My son is 13 years old and has slept with his favorite little blue pillow since he was a very young child. If you ask my wife how much the pillow originally cost I’m sure she would say around $5.00. If you ask me I would say it costs significantly higher and that exact amount would be $262.00. That pillow has traveled and been left in places ranging from Las Vegas, Montreal, Florida, Maryland, and Pennsylvania. One thing my son has not been great at is remembering to pack this very treasured pillow. As fate would have it, each time it’s been left behind at a hotel in one of these cities we’ve been able to obtain it back through lost & found and hotel security hunt towns. Shipping items left behind from hotels are not cheap and total FEDEX fees have made this the most expensive pillow we own!
Now if you ask my son how much his pillow cost he would say priceless.
Having comfort items is not something we lose as adults. Many of us still have our comfort items from childhood at arm’s length or stored in closets and attacks. Perhaps we have obtained new comfort items from adulthood that are significant to our livelihood.
Like a good hot chocolate, my goal for this blog entry is for you to be reminded of your comfort items and gain appreciation for their intrinsic value to you! While it may not be the norm for adults to carry around a Teddy Bear it is scientifically proven that even adults need comfort items.
The branded term for comfort items is known as a “security blanket”. The term security blanket was first popularized in the Peanuts comic strip created by Charles M. Schulz, who gave such a blanket to his character Linus van Pelt. Linus called it his “security and happiness blanket”, in Good Grief, More Peanuts printed in 1956.
Psychologists refer to this is a “security” or “transitional” object. These are objects that people feel a bond with, despite the fact that the relationship is, by definition, one-sided.
The term Essentialism is what the psychology field defines as an object that is more than its physical parts.
Now for many adults their affection for these objects might be more nostalgic than anything else.
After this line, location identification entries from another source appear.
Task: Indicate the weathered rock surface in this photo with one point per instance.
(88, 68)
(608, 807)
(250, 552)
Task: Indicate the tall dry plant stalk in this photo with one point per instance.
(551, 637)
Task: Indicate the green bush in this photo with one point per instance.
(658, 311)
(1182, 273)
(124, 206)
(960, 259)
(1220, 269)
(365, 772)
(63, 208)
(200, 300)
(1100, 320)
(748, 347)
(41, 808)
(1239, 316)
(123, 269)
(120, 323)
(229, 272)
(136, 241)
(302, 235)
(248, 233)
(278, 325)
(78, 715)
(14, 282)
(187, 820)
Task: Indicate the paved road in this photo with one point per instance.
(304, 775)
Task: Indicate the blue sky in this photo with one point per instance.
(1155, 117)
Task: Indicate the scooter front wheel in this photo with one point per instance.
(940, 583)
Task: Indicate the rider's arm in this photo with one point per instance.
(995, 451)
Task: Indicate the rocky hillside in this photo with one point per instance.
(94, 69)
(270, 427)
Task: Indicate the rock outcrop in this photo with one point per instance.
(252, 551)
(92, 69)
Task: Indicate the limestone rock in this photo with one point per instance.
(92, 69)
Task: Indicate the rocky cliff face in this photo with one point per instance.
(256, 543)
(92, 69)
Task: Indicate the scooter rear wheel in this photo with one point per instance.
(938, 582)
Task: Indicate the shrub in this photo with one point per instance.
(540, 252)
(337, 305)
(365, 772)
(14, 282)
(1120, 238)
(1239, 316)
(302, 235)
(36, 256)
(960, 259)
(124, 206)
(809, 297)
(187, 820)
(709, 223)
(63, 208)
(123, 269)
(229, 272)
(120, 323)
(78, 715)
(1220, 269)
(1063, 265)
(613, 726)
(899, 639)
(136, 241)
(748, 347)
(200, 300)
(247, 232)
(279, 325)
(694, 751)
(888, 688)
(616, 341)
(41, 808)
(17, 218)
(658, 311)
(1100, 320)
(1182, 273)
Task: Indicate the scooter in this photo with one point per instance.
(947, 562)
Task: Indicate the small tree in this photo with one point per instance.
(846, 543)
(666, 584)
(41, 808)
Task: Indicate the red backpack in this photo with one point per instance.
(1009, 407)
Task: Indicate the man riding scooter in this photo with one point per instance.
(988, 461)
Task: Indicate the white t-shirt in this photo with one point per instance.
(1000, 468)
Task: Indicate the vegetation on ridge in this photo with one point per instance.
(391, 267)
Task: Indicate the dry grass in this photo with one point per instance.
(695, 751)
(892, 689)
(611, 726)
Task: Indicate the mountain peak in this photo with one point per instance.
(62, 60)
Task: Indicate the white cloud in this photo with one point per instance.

But there still remains a deep emotional attachment to the object and replacing the original object with a new one does not have the same value.
An example of essentialism for me is my Kindle E-Reader which I use all the time and stores hundreds of books at my fingertips in this small device that I can take anywhere. Yet I still keep hundreds of physical books acquired over my lifetime many the same as in my Kindle. These books have highlights, side-notes, underlined sections, coffee stains and ripped covers. I rarely ever pick them up anymore yet they give me comfort just knowing they are on a shelf. If one was lost and replaced with exactly a new physical book it would not be the same for me. The same could be said about my first baseball glove. If lost and replaced with a replica of the glove it would not have the same meaning to me because I never held it as a boy.
Other examples of Adult “comfort blankets” are experiments with the use of heavy thick fleece blankets to replace restraints such as straitjackets.
A study in the Journal of Judgment and Decision Making revealed that people who held onto a mug for 30 seconds before bidding for it in an auction offered an average of 83 cents more for it than people who held the mug for 10 seconds.
Adults will take comfort objects away on business trips to remind them of home. According to a 2011 survey by Travelodge, about 35 percent of British adults still sleep with a teddy bear. Now that might not be the most credible survey out there but the point is we have a tendency to love objects beyond the soft and cuddly.
Lately, I’ve been getting into the habit of reading my iPad in bed and falling asleep with it. As an adult I’m thinking using an iPad in this way is not the best comfort item for me! So not all comfort items are in our best interest.
In conclusion, whether it’s the watch handed down from generations, the shirt your father wore or the ceramic mug you made as a child, our relationships to objects can certainly be long-running and deep.
And my guess is when my son does pack away that blue pillow he will know its still there for him whenever he might feel lonely, want to connect to his past or just need a hug of sorts
What gives you comfort in your life?